Beyond Chunk-Then-Embed: A Comprehensive Taxonomy and Evaluation of Document Chunking Strategies for Information Retrieval
Yongjie Zhou, Shuai Wang, Bevan Koopman, Guido Zuccon
TL;DR
This work systematically unifies document chunking strategies for dense retrieval by framing them along two axes—segmentation methods and embedding-chunking ordering—and evaluating them across in-corpus and in-document retrieval. It reproduces prior results for LumberChunker and Late Chunking and benchmarks a wide set of segmentation methods, embedding models, and datasets (BEIR and GutenQA). Key findings show task-dependent preferences: simple structure-based chunking excels for in-corpus retrieval, while LumberChunker performs best for in-document retrieval; contextualized chunking helps in-corpus retrieval with LL-guided methods but degrades in-document retrieval, and chunk size is not the sole driver of performance. The paper provides practical guidelines for practitioners and releases code to facilitate reproducibility and further research.
Abstract
Document chunking is a critical preprocessing step in dense retrieval systems, yet the design space of chunking strategies remains poorly understood. Recent research has proposed several concurrent approaches, including LLM-guided methods (e.g., DenseX and LumberChunker) and contextualized strategies(e.g., Late Chunking), which generate embeddings before segmentation to preserve contextual information.
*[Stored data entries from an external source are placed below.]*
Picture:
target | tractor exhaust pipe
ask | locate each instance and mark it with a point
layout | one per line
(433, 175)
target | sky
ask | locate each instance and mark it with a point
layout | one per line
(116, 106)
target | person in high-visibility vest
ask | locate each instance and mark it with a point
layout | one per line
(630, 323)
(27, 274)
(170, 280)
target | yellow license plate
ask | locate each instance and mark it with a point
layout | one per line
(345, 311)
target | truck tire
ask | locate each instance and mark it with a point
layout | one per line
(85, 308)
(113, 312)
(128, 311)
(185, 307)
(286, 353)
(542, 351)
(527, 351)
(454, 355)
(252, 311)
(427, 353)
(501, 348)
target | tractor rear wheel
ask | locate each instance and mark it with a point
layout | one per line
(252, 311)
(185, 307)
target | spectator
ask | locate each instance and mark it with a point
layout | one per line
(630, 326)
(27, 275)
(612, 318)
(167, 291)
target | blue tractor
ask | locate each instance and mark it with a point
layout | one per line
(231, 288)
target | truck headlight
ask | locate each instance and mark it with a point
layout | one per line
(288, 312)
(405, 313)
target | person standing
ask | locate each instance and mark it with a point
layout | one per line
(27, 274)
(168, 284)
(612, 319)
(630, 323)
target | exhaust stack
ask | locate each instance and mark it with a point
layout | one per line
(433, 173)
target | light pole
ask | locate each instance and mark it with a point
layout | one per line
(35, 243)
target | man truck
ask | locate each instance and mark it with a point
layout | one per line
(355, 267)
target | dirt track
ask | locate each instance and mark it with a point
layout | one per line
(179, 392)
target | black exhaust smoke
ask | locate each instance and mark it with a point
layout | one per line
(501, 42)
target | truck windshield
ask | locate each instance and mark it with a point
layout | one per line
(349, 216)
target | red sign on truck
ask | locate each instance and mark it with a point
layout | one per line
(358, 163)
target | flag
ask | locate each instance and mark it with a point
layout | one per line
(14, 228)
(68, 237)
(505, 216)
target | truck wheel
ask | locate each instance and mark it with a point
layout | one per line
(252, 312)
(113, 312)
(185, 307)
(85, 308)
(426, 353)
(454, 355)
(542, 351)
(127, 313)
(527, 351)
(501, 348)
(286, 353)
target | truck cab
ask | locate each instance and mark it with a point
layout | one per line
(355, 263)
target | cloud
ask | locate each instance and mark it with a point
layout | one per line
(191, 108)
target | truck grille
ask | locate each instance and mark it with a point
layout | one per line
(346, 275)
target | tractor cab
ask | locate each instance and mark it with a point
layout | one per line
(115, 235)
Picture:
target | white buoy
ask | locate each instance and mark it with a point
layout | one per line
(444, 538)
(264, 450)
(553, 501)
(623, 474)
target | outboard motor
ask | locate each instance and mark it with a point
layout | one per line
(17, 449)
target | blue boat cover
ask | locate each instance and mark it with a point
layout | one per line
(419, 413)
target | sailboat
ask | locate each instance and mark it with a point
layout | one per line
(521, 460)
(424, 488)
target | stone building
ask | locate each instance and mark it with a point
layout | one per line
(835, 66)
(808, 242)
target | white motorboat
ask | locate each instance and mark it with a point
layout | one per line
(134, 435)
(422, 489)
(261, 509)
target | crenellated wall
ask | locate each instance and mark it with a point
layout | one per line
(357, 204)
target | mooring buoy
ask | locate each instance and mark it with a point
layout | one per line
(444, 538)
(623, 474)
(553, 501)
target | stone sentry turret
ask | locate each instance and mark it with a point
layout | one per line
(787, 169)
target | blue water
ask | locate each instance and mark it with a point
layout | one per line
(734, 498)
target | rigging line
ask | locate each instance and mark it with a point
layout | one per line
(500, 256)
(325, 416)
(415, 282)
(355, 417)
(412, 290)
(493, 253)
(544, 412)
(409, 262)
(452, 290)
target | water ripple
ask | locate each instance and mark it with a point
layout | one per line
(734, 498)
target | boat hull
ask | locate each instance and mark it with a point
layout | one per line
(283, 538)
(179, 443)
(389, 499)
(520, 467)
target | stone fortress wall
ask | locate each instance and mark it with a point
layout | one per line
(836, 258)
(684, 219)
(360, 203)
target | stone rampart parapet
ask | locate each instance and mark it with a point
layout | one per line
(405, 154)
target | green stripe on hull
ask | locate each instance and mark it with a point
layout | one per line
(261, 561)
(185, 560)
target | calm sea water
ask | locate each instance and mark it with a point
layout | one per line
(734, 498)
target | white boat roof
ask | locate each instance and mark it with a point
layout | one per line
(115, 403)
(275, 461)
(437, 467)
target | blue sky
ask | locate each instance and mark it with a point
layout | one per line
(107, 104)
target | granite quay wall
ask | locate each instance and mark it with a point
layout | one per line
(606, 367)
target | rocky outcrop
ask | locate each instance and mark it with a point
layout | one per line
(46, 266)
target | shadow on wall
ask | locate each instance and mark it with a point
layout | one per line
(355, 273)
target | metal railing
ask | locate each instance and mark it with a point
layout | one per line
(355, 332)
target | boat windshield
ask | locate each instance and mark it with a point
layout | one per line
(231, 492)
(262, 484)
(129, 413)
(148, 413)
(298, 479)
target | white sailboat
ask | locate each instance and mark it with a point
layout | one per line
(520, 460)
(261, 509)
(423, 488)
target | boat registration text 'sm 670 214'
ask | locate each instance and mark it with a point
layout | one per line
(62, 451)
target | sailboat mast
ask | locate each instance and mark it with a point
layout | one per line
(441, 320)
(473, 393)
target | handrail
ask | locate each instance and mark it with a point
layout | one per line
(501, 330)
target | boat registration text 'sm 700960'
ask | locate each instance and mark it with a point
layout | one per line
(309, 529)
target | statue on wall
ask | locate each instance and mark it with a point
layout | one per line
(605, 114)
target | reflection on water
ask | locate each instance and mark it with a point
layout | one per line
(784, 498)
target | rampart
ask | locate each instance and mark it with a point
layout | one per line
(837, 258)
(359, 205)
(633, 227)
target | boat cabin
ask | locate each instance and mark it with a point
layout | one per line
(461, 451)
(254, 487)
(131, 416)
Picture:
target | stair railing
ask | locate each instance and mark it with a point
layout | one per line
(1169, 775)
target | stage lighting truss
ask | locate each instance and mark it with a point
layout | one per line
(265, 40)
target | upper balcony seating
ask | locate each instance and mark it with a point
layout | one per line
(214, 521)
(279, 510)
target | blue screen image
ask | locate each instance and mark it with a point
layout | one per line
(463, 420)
However, these methods emerged independently and were evaluated on benchmarks with minimal overlap, making direct comparisons difficult. This paper reproduces prior studies in document chunking and presents a systematic framework that unifies existing strategies along two key dimensions: (1) segmentation methods, including structure-based methods (fixed-size, sentence-based, and paragraph-based) as well as semantically-informed and LLM-guided methods; and (2) embedding paradigms, which determine the timing of chunking relative to embedding (pre-embedding chunking vs. contextualized chunking). Our reproduction evaluates these approaches in two distinct retrieval settings established in previous work: in-document retrieval (needle-in-a-haystack) and in-corpus retrieval (the standard information retrieval task). Our comprehensive evaluation reveals that optimal chunking strategies are task-dependent: simple structure-based methods outperform LLM-guided alternatives for in-corpus retrieval, while LumberChunker performs best for in-document retrieval. Contextualized chunking improves in-corpus effectiveness but degrades in-document retrieval. We also find that chunk size correlates moderately with in-document but weakly with in-corpus effectiveness, suggesting segmentation method differences are not purely driven by chunk size. Our code and evaluation benchmarks are publicly available at (Anonymoused).